Two separate announcements, not one. Though now that I think about it, joining the topics might make for an interesting future post....

Last weekend LA Times published my piece "What's Missing in College Philosophy Classes? Chinese Philosophers". (This is a revision of a Splintered Mind post from about a year ago.)

And The Minds Online Conference at Brains Blog is now in its third week. This week's topic: Belief and Reasoning. I haven't yet had a chance to read the other papers, but Jack Marley-Payne's "Against Intellectualist Theories of Belief" is nicely done, as I say in my own commentary on the paper.

Friday, September 11, 2015

Ethics, Metaethics, and the Future of Morality

a guest post by Regina Rini

Moral attitudes change over generations. A century ago in America, temperance was a moral crusade, but you’d be hard-pressed to find any mark of it now among the Labor Day beer coolers.

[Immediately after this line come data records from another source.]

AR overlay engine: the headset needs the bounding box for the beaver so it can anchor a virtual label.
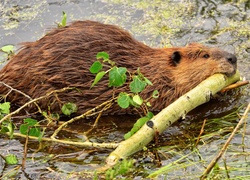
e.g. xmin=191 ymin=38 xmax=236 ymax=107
xmin=0 ymin=20 xmax=237 ymax=114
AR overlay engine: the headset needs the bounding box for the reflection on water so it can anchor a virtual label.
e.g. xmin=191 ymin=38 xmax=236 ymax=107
xmin=0 ymin=0 xmax=250 ymax=179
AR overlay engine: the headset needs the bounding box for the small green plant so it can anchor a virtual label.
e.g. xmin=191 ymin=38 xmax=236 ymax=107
xmin=105 ymin=159 xmax=134 ymax=180
xmin=20 ymin=118 xmax=42 ymax=137
xmin=89 ymin=52 xmax=159 ymax=139
xmin=89 ymin=52 xmax=158 ymax=114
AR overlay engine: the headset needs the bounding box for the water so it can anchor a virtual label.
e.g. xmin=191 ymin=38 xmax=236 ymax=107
xmin=0 ymin=0 xmax=250 ymax=179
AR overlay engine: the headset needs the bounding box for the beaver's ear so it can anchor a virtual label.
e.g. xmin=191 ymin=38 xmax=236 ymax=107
xmin=171 ymin=51 xmax=181 ymax=66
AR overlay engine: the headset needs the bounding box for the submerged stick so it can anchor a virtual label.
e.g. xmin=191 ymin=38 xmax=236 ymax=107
xmin=106 ymin=71 xmax=240 ymax=166
xmin=200 ymin=103 xmax=250 ymax=179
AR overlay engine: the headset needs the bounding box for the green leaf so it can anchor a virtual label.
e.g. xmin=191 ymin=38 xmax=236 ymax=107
xmin=109 ymin=66 xmax=127 ymax=87
xmin=133 ymin=95 xmax=143 ymax=106
xmin=143 ymin=76 xmax=153 ymax=86
xmin=5 ymin=154 xmax=18 ymax=165
xmin=96 ymin=52 xmax=109 ymax=60
xmin=1 ymin=45 xmax=14 ymax=54
xmin=129 ymin=76 xmax=147 ymax=93
xmin=61 ymin=102 xmax=77 ymax=116
xmin=19 ymin=118 xmax=41 ymax=137
xmin=0 ymin=102 xmax=10 ymax=114
xmin=152 ymin=90 xmax=160 ymax=99
xmin=29 ymin=127 xmax=41 ymax=137
xmin=90 ymin=71 xmax=106 ymax=88
xmin=61 ymin=11 xmax=67 ymax=27
xmin=24 ymin=118 xmax=37 ymax=126
xmin=117 ymin=92 xmax=130 ymax=109
xmin=124 ymin=112 xmax=154 ymax=139
xmin=7 ymin=121 xmax=15 ymax=138
xmin=89 ymin=61 xmax=102 ymax=74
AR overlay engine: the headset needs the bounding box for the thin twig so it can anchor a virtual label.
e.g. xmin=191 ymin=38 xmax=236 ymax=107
xmin=220 ymin=81 xmax=249 ymax=93
xmin=50 ymin=98 xmax=116 ymax=139
xmin=195 ymin=119 xmax=207 ymax=147
xmin=200 ymin=103 xmax=250 ymax=179
xmin=6 ymin=132 xmax=118 ymax=149
xmin=0 ymin=87 xmax=73 ymax=123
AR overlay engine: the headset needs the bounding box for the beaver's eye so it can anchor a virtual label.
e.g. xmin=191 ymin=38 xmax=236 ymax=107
xmin=203 ymin=54 xmax=210 ymax=59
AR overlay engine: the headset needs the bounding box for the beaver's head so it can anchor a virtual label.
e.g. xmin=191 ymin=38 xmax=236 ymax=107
xmin=170 ymin=43 xmax=237 ymax=87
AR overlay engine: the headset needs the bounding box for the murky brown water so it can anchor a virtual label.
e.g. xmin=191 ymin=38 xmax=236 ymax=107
xmin=0 ymin=0 xmax=250 ymax=179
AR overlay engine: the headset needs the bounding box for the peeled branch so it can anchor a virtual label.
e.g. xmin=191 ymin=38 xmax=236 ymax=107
xmin=106 ymin=71 xmax=240 ymax=166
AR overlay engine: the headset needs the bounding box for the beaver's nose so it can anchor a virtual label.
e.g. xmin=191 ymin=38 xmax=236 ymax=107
xmin=226 ymin=54 xmax=237 ymax=64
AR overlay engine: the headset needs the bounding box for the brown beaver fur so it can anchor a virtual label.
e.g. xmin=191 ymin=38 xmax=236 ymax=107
xmin=0 ymin=21 xmax=237 ymax=114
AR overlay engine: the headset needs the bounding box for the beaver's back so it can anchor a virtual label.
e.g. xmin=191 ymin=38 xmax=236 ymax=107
xmin=0 ymin=21 xmax=237 ymax=114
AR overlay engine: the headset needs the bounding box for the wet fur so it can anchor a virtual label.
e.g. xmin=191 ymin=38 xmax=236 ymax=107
xmin=0 ymin=21 xmax=236 ymax=114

Majority views on interracial and same-sex relationships have swung from one pole to the other within the lifetimes of many people reading this. So given what we know of the past, we can say this about the people of the future: their moral attitudes will not be the same as ours. Some ethical efforts that now belong to a minority – vegetarianism, perhaps – will become as ubiquitously upheld as tolerance for interracial partnerships. Other moral matters that seem urgent now will fade from thought just as surely as the temperance movement. We can’t know which attitudes will change and how, but we do know that moral change will happen. Should we try to stop it – or even to control it?

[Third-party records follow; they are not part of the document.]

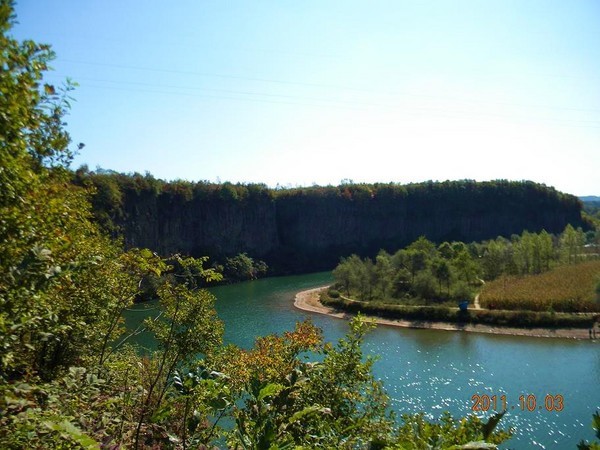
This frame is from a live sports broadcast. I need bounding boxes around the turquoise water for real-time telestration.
[124,273,600,449]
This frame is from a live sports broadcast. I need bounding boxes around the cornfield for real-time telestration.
[479,260,600,312]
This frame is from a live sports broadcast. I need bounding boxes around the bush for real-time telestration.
[327,289,340,298]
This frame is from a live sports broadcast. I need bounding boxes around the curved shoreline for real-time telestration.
[294,286,590,340]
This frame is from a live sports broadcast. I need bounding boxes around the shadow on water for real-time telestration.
[126,273,600,450]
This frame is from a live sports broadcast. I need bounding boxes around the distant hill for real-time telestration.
[579,195,600,203]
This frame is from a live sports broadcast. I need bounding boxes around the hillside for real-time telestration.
[76,169,586,273]
[479,260,600,312]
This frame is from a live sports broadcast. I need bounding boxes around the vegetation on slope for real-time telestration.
[323,230,600,328]
[479,260,600,312]
[74,167,591,273]
[0,0,520,449]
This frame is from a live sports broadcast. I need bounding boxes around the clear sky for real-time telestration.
[8,0,600,195]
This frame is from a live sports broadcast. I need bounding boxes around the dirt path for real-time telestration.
[294,286,600,342]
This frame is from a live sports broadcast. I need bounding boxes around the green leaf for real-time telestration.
[288,405,331,423]
[43,420,100,450]
[482,411,506,441]
[258,383,284,401]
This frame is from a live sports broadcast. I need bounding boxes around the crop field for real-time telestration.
[479,260,600,312]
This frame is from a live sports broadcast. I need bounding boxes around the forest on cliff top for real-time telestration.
[74,167,592,274]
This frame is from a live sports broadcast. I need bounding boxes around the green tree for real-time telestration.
[431,258,452,297]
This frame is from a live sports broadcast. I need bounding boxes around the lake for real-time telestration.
[128,272,600,449]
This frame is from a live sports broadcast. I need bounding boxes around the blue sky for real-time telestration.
[13,0,600,195]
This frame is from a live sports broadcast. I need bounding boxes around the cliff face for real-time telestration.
[121,192,279,256]
[86,175,586,273]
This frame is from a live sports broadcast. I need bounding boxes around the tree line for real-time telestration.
[0,0,600,450]
[333,225,600,304]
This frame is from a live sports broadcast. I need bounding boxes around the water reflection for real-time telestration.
[128,273,600,450]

Every generation exercises some control over the moral attitudes of its children, through the natural indoctrination of parenting and the socialization of school. But emerging technologies now give us unprecedented scope to tailor what the future will care about. From social psychology and behavioral economics we increasingly grasp how to design institutions so that the ‘easy’ or ‘default’ choices people tend to adopt coincide with the ones that are socially valuable. And as gene-editing eventually becomes a normal part of reproduction, we will be able to influence the moral attitudes of generations far beyond our own children. Of course, it is not as simple as ‘programming’ a particular moral belief; genetics does not work that way. But we might genetically tinker with brain receptivity for neurotransmitters that affect a person’s readiness to trust, or her preference for members of her own ethnic group. We won’t get to decide precisely how our descendants come to find their moral balance – but we could certainly put our thumb on the scale.

On one way of looking at it, it’s obvious that if we can do this, we should. We are talking about morality here, the stuff made out of ‘should’s. If we can make future generations more caring, more disposed to virtue, more respectful of rational agency, more attentive to achieving the best outcomes – however morality works, we should help future people to do what they should do. That is what ‘should’ means. This thought is especially compelling when we realize that some of our moral goals, like ending racism or addressing the injustices climate change will bring, are necessarily intergenerational projects. The people of the future are the ones who will have to complete the moral journey we have begun. Why not give them a head start?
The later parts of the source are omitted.